No such facility exists for Bosch’s Vienna Last Judgement, so I can’t say so many things about it. However, what is immediately apparent is that the Garden seems to be the product of one controlling mind and one artist’s brushes – and the Last Judgement is a creation of more than one artist, and that the parts created by Bosch are clearly different from (and opinions will vary, here) inferior to the Garden.
And it’s not just the reproduction,
Let’s look at the most obvious differences.

The care and detailed involvement of the Garden Bosch is apparent. But was it just a difference in care and creative energy?
They look to be entirely different, in style and sensibility.
There is another, lower, level of art critique.
The buttock work.
As a video in this series makes clear, Bosch fixation on the lower end of humanity is most apparent in the Garden triptych with five dozen pairs of buttocks on display – outnumbering pairs of breasts, incidentally, two to one.

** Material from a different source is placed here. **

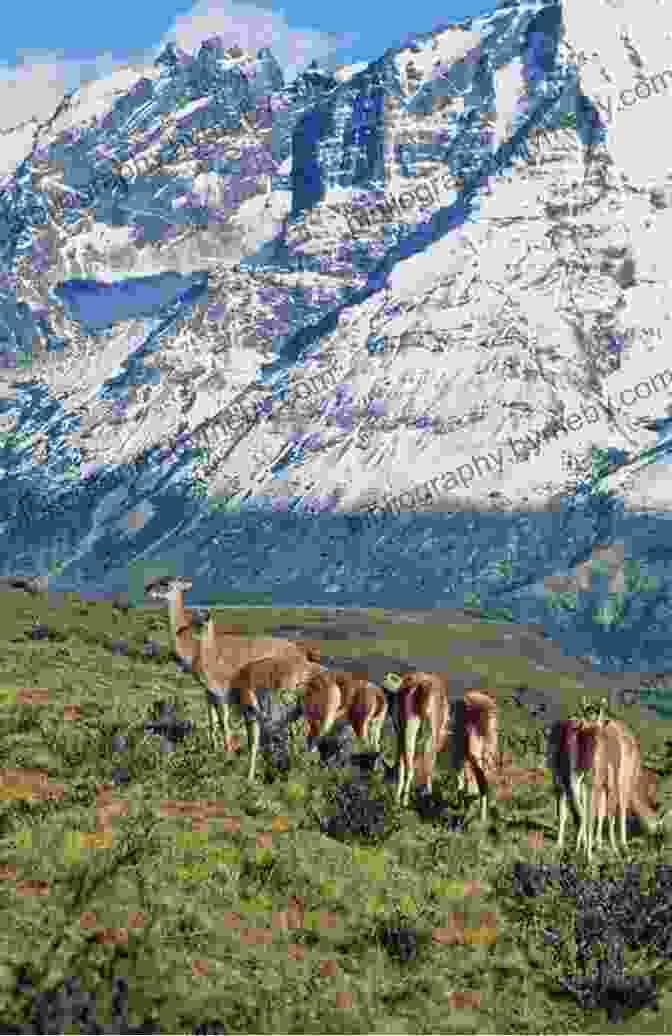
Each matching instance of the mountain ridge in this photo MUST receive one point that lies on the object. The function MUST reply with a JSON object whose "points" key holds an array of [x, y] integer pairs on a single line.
{"points": [[177, 277]]}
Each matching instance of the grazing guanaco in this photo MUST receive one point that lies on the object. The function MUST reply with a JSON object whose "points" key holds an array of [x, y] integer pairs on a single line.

In the Last Judgement, by a specialist’s count, there are under a dozen. And they are different in kind to the Last Judgement’s.
Here, Adam shows us a long bottom, somewhat crudely rendered with a heavy centre line marking the declivity. The comparison with the centre panel of the garden is very marked. The Last Judgement has none of the loving attention, the creative energy, the delicate blush on some examples, the contours to which the Daily Mail subs accord their highest accolade – a pert posterior.
At the other end of the spectrum, there are elements to be recognised. The famous carving knife with a notch in it appears in both triptychs. Unless this was a special feature of Flemish ironmongery, it suggests the model for the knife was part of Aleida Bosch’s kitchen.
Is this Judgement knife the same knife as in the Hell panel of the Garden? The big notch is very similar, although here there is a suggestion of a more ragged edge to the slant edge of the broken blade. There is also a second piece of damage nearer the haft,
If it is the same knife, that suggests the Judgement triptych was painted after the Garden – something I resist, as to my eyes, the Garden is a superior piece of art in theme and execution. I will have to find comfort in the thought that it might be a different knife. The haft may be different, and in the Garden knife there is an irregularity on the top edge closer to the haft that doesn’t appear here.
Again, opinions will vary.
This pose appears more than once in the Judgement, two of them in the same grouping.
The knife in the left hand man’s neck may help to confirm that the man on his back in the centre Garden panel – in that central vignette that this series posits to be a complex image of gay relationships (see video) – is actually dead.
Now, this may be too fanciful for some, but I sense of relationship between the inexplicable woman in the Judgement’s right panel (she is vertical, in situ) and the homely looking creature from the Garden panel (right).
My fancy is that it is modelled on the same woman – one who is, despite her less well-favoured features, capable of spell-binding a man but who can, when crossed, turn into an unrecognisable, fire-breathing dragon lady.
An extrapolation of the fancy has me wondering whether it is based on Aleida (Mrs) Bosch.
A small point, as lawyers say, it with takes or it doesn’t.
Is the Garden of Earthly Delights a better work of art?
The execution is more detailed, more expert, more finely crafted. The themes are more complex, the interpretation more contested, the zones more defined, the panels more populated. There are far more anecdotes and narratives in the interacting characters of the Garden.
The Garden also has the Treeman. Nothing else comes close to him.
In this interpretation the Freeman’s face has a cool Renaissance intelligence looking out over the horrors and superstitions of the waning Middle Ages (see the Revelation video, if interested in the whys and wherefores of that assertion).